I have been trying, and succeeding at walking away from situations that get my adrenalin pumped. At times, i've discovered through the process of self-examination, I tend to neglect the feelings of a person over the mechanics of an argument. I never do this on purpose, but i suppose i feel threatened and use what tools i have available to deflect intrusion. I desire some kind of calm solution, or mutual compromise, although this is seldom possible.
I wrote my first 1 hour story tonight and noded it online. I think it was a success, though I find the process really scary since i don't know where i'm going with the words. I find it's the same as my pen and ink works, starting with a blank page and a blank mind.. things will build their own references which i can look back to.. but you have to start with an idea.. no matter how ludicrous or irrelevent it seems. Similar to how Gnutella works, you have 1 host (idea), which is linked to another, until the web of hosts grows large enough to find all that you look for.
I am feeling pretty lonely actually, like many other people. I know i'm not the only guy without a gf, but i don't know if I want one. The thought of having someone that close to me is frightening, it is such a large risk. It is easier to let my thoughts out in a semi-anonymous place like a daylog entry, than what seems a lot more revealing as my true feelings embedded within a stream of consciousness short story.
Being alone is rewarding, but neglecting courage to do new things and experience life to the full extent possible is a crime to your mind. Experience of all things will lead you towards the path of wisdom, i just some days feel like i chose to walk on the path dedicated to concorde jets.
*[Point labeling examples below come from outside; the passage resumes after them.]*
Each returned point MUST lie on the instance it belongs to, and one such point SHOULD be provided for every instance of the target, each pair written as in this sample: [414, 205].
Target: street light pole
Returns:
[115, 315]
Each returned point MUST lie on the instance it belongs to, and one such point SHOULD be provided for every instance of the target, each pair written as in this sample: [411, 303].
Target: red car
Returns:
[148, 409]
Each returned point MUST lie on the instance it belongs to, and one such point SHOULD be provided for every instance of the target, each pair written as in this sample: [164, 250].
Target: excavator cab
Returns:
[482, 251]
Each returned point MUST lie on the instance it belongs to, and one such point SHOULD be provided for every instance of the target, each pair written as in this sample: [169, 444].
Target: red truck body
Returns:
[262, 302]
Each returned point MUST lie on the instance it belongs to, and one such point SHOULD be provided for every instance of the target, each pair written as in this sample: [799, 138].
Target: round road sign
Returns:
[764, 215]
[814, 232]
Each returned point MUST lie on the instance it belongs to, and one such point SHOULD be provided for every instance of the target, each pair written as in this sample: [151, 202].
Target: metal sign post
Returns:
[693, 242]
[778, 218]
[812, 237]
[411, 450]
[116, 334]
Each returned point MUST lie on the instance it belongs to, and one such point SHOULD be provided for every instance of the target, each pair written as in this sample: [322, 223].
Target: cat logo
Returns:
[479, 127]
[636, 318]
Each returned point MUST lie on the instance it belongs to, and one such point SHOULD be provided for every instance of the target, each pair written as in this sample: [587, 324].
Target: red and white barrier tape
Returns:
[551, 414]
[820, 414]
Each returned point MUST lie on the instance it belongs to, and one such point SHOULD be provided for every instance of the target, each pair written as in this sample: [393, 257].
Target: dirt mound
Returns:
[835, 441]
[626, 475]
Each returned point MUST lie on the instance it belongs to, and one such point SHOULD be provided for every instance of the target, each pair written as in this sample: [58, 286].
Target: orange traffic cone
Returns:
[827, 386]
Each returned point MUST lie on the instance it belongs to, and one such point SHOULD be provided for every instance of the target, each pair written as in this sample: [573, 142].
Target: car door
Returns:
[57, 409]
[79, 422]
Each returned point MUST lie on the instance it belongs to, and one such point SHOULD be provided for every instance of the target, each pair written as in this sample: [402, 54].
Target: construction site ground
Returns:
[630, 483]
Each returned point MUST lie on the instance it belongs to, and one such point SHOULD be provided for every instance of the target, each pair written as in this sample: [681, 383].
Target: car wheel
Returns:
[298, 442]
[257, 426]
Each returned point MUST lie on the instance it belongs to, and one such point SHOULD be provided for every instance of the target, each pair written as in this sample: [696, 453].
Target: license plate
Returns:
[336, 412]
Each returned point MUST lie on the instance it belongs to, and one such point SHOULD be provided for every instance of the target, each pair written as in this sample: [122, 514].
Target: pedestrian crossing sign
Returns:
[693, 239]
Facing that which you are afraid of will open doors you cannot imagine exist, since they are obscured by the human instinctual fear powered by primal chemical reactions. You can do anything you put your mind to, change whatever part of yourself you want to. All you have to do is decide to do it, and proceed without a look back. Repercussions themselves are part of the learning process. If you don't make mistakes, then your not living life properly. The key is to forgive others, forgive yourself and let yourself be forgiven. Give others the opportunity to grow, spite and hatred have no place in friendship. I know, i've felt it.. and i know its not right.
Sounds like some kind of lecture, but it is how i feel. Change has to come from inside you first, before it can manifest outward to others. Patience is a beautiful word, though it is also one of the most difficult.
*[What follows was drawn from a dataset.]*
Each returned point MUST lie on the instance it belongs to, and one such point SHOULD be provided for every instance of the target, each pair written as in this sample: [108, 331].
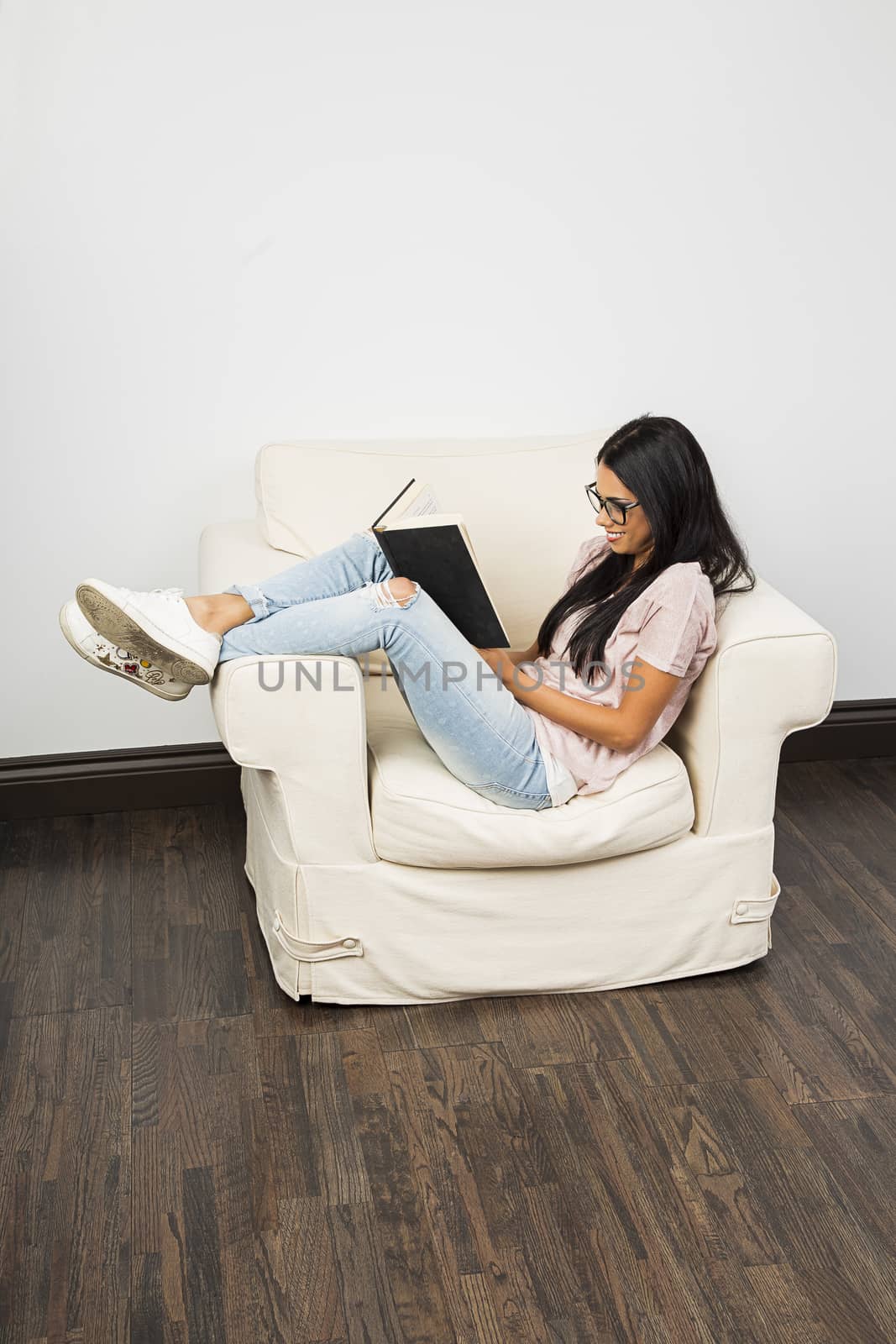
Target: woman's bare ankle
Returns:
[219, 612]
I had a long talk with my friend Michelle, ex-study partner from British Columbia tonight. We both studied and passed the MCSE course last year, and worked on the same 1st contract together. We talked about not quite being independant, since she is still living at home at 28, and i am 29 living with a friend and his family at the moment. It's so important to have a place of your own that you can make your own. Decorate to suit your personality, and to have privacy within your own womb. I don't know how many other people out there are having a hard time getting personal space, but i hope those that do appreciate it fully.
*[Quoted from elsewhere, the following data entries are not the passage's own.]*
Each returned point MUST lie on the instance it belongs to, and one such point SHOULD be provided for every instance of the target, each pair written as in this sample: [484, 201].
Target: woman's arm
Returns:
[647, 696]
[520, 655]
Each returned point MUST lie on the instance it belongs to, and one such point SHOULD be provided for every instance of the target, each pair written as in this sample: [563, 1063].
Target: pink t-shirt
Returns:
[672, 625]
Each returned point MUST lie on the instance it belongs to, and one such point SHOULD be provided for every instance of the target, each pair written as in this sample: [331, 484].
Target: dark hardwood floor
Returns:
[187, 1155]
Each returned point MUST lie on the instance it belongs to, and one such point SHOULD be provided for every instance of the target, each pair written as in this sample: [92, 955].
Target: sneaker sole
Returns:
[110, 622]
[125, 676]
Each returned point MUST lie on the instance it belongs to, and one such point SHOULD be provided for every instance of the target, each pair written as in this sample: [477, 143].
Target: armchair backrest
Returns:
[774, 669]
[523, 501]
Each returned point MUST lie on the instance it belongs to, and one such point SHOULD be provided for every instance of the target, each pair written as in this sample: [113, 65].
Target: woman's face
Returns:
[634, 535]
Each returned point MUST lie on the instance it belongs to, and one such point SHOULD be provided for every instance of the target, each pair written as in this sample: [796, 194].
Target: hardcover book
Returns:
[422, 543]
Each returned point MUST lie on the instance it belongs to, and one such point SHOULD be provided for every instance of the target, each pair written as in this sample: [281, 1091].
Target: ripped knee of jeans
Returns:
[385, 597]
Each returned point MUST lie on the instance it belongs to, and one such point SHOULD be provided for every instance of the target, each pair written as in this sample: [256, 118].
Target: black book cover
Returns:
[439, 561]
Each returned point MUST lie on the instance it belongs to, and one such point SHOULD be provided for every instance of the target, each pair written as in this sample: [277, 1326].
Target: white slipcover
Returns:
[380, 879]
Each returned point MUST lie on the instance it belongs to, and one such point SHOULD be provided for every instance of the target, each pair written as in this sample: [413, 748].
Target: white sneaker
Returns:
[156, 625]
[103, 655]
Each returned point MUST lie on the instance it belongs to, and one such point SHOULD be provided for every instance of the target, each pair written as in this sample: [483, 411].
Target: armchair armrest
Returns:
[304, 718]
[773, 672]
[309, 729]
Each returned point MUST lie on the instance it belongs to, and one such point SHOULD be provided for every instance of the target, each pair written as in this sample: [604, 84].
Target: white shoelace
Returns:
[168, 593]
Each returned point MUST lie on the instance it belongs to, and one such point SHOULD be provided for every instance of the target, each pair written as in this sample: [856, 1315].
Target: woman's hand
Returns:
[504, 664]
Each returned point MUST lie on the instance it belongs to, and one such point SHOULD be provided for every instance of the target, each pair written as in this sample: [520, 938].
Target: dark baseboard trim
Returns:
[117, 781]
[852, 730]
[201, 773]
I tried calling my bio-chemist friend Cindy in California, I used to visit her and her bf in Seattle. I remember sitting in a Starbucks watching snow drift by after watching them spin tracks at www.groovetech.com Saturday morning. There is a special feeling with Seattle, i can't quite place it, but the West Coast of Vancouver, and Seattle have knitted some kind of magical fabric in the air, it could just be all the wildlife and temperate rainforest intoxication. In California the telco charges by the minute for use of phones (at least in San Mateo). I find that concept criminal, but not unlike England.
I should have known caffeine was a bad idea, i had a large Tim Hortons coffee and a creuller. Caffeine really pumps my system, and is a dangerous drug. of course i will relive my teenage years and sleep til 4 or 5pm.